One of the aspects of ‘Odyssey Response’ in Like a Tree, Walking (2021) that we found most intriguing was the way in which you rethought and rewrote the notion of hospitality — a concept that has fascinated scholars for centuries. In section 4 of this work, entitled ‘Companion’, you mention a notion of hospitality of or through the imagination which seems to inform most of your work: could you say more about this concept? In Odyssey Calling you also emphasize that Odysseus may be a king on his island, but throughout his journey he is a guest, and he has to convince people that he is worthy of being hosted. Both positions, that of the guest and that of the host, can be difficult to occupy, and for everyone these roles can change in different places and at different times in life. You mentioned that you refused to become a host in order to remain that perpetual guest of being a poet. To conclude our conversation, would you like to expand on this idea of the poet as a perpetual guest in different places, among other people and ghosts, in language itself?

The idea of belonging seems fraught. ‘I belong to this place’, a feeling of one-ness with an environment, whether contented or gloomy, too easily flips into ‘This place belongs to me’. ‘Who else has been here?’ is an obvious question to ask, which leads into ‘Who else might be here?’ To inhabit these questions as if part of a history gentle enough to remain unwritten, rather than part of a past unquiet enough to become a horror story, is one of the joys of poetry. I’m not talking about cultural appropriation but lived experience when I say that it’s possible to fall in love with a place. Yet to speak lovingly of that place sometimes brings mockery, disbelief, or embarrassment, if one is perceived as unbelonging, or rather unpossessing; a pretender, a nowherian. I wonder why. It’s rather as if nobody ought to fall in love, or as if birth family has a prior claim on all love. One of the reasons that I gave up on the study of Old Norse was the hostility I encountered, as a scholar ‘of colour’, with people sometimes laughing in my face when I answered their small-talk question ‘What do you do?’. Yet I had fallen in love, both with the unclassifiable colours of landscape under Icelandic light, and a prose literature of eloquent silences … I desired not to speak for, merely to speak from and with … I feel as if I say these things again and again, in interviews, on replay, like a haunting, like an exile …

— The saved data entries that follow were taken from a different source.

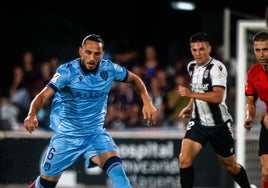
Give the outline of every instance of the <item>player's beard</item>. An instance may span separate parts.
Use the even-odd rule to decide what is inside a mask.
[[[96,69],[97,65],[94,61],[91,61],[91,62],[87,62],[85,64],[85,67],[88,71],[94,71]]]
[[[85,72],[95,72],[98,68],[99,63],[96,63],[94,61],[88,61],[88,62],[81,61],[80,65]]]

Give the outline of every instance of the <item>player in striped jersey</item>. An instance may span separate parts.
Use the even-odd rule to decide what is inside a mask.
[[[194,58],[188,64],[190,88],[178,86],[181,96],[190,97],[179,117],[190,117],[179,155],[181,187],[194,186],[193,161],[210,143],[220,162],[242,188],[250,188],[247,173],[235,159],[232,117],[225,104],[227,70],[225,65],[212,58],[211,44],[206,33],[190,37],[190,50]]]

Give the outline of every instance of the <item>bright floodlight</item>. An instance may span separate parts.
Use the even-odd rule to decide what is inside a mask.
[[[175,10],[192,11],[195,9],[195,4],[188,1],[174,1],[171,2],[171,7]]]

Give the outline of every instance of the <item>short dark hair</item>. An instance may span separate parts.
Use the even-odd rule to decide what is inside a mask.
[[[100,35],[97,34],[89,34],[87,35],[83,40],[82,40],[82,46],[85,45],[86,41],[91,40],[91,41],[95,41],[95,42],[100,42],[102,43],[102,46],[104,48],[104,41],[102,39],[102,37]]]
[[[208,43],[210,43],[210,39],[208,37],[208,34],[205,32],[198,32],[198,33],[193,34],[190,37],[189,41],[190,41],[190,43],[194,43],[194,42],[208,42]]]
[[[266,40],[268,40],[268,32],[266,31],[260,31],[253,36],[253,42]]]

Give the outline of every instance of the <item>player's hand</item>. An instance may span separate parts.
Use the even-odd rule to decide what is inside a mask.
[[[144,105],[142,113],[148,127],[158,124],[159,111],[152,104]]]
[[[29,133],[32,133],[38,127],[37,117],[27,116],[24,120],[24,127]]]
[[[190,118],[192,115],[192,109],[189,107],[185,107],[182,109],[182,111],[179,113],[180,118]]]
[[[244,122],[244,127],[247,131],[250,131],[250,129],[252,128],[252,118],[246,118],[245,122]]]
[[[191,90],[188,87],[184,87],[184,86],[178,86],[177,91],[179,95],[183,97],[189,97],[191,94]]]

The Guyanese revolutionary poet, Martin Carter, in his ‘Suite of 5 Poems’ (2000 [1961]), writes:

I will always be speaking with you. And if I falter,
and if I stop, I will still be speaking with you, in
words that are not uttered, are never uttered, never
made into the green sky, the green earth, the
green, green love […]

I believe that here Carter’s lyric addressee is the land of many waters, Guyana, itself, as well as any human listener. He speaks from the land and to the land. The hospitality here involves being attentive to the population of a land; as the poet-guest listens, and speaks, the poem becomes populated by, and hosts, the unspoken/unspeaking/unspeakable. He loves into, and from, the silent or silenced. Arriving as a perpetual guest means one can host the ghosts of others … I wanted to take an epic that trails after a great war, and to recover personal address from the in-between, the silences, the trivial, and the too-big. The poet as perpetual guest loves through the hurt of the desire to give where there is nothing to bring, becoming part of an ecology of continuity with and against loss. The poet as perpetual guest cries the possibility of a future.